Las revelaciones dadas a conocer por Musk sobre la inmensa componenda entre instituciones gubernamentales, políticas y la prensa para salvarle el trasero al hijo corrupto y enfermo del futuro “presidente” de la nación no debieran sorprender a nadie. Era cosa sabida, aunque todo el ”progrerío” en conjunto, el antitrumpismo y hasta algunos trumpistas que se niegan a aceptar la muerte del excepcionalismo norteamericano lo hayan negado en su momento, calificando como “conspiracionistas” a aquellos que señalaban que el FBI, el departamento de estado y representantes ciudadanos de ambos partidos intentaban sacar del poder al mandatario molesto y atravesáo.

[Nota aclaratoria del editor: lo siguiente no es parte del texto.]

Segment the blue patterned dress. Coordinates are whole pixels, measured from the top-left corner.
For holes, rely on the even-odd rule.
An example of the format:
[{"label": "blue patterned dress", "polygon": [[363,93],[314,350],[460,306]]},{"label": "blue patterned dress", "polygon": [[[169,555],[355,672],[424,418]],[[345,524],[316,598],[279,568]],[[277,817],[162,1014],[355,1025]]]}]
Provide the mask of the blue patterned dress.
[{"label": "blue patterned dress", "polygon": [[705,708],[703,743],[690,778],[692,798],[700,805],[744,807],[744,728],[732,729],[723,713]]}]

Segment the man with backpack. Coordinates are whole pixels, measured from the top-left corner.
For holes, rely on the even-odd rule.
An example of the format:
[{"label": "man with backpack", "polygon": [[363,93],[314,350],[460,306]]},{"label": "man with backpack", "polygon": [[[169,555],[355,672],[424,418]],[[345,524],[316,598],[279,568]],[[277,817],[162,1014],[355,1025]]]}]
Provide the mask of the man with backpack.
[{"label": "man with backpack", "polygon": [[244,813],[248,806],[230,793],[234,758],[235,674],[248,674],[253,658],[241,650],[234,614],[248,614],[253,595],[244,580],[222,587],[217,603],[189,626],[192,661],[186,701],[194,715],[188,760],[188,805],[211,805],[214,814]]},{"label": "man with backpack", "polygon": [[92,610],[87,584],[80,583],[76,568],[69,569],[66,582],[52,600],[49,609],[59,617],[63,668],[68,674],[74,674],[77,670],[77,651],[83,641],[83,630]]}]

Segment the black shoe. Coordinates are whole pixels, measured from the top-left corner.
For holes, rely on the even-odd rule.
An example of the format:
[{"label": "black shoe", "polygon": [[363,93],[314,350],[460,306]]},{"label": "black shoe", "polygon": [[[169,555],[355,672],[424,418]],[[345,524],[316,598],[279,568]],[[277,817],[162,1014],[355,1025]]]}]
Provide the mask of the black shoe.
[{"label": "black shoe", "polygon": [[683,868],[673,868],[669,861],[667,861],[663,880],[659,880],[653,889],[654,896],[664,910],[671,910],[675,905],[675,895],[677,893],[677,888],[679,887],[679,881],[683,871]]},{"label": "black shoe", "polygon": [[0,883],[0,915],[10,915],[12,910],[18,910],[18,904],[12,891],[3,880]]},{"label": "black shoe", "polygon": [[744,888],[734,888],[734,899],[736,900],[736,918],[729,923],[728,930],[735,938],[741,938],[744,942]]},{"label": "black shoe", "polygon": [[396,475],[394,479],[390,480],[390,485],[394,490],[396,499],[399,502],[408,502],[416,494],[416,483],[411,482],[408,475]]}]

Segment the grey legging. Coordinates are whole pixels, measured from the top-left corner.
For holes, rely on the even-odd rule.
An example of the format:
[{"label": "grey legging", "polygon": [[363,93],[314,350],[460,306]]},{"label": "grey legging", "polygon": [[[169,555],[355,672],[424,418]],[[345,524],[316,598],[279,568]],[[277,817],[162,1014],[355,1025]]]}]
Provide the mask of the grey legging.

Todos ellos seguirán negando el fraude, por supuesto, a pesar de las evidencias estadísticas y matemáticas que enmarcan al triunfo del “bidenismo” como un imposible práctico. Y negarán también, ya sea con su voto inocente y bonachón o con la incredulidad que otorga la costumbre, la muerte absoluta del excepcionalismo norteamericano, aquel que llegó a legarnos con certeza la cuasi ilusión de la libertad del hombre.
América (en el sentido del concepto territorial de los Estados Unidos) está muerta y enterrada, no sólo porque quienes han pujado porque tal cosa ocurra han alcanzado el éxito, sino porque la severidad del curso de la historia así lo ha determinado. Un nuevo mundo se abre ante nosotros, como aquel infierno inevitable del Apocalipsis bíblico. Nos acostumbraremos a morar en él. Y por lo pronto, no esperen culpables ni juicios sumarios ni castigos. Nada sucederá. Nada que impida que el “devenir glorioso del futuro” llegue para quedarse entre nosotros.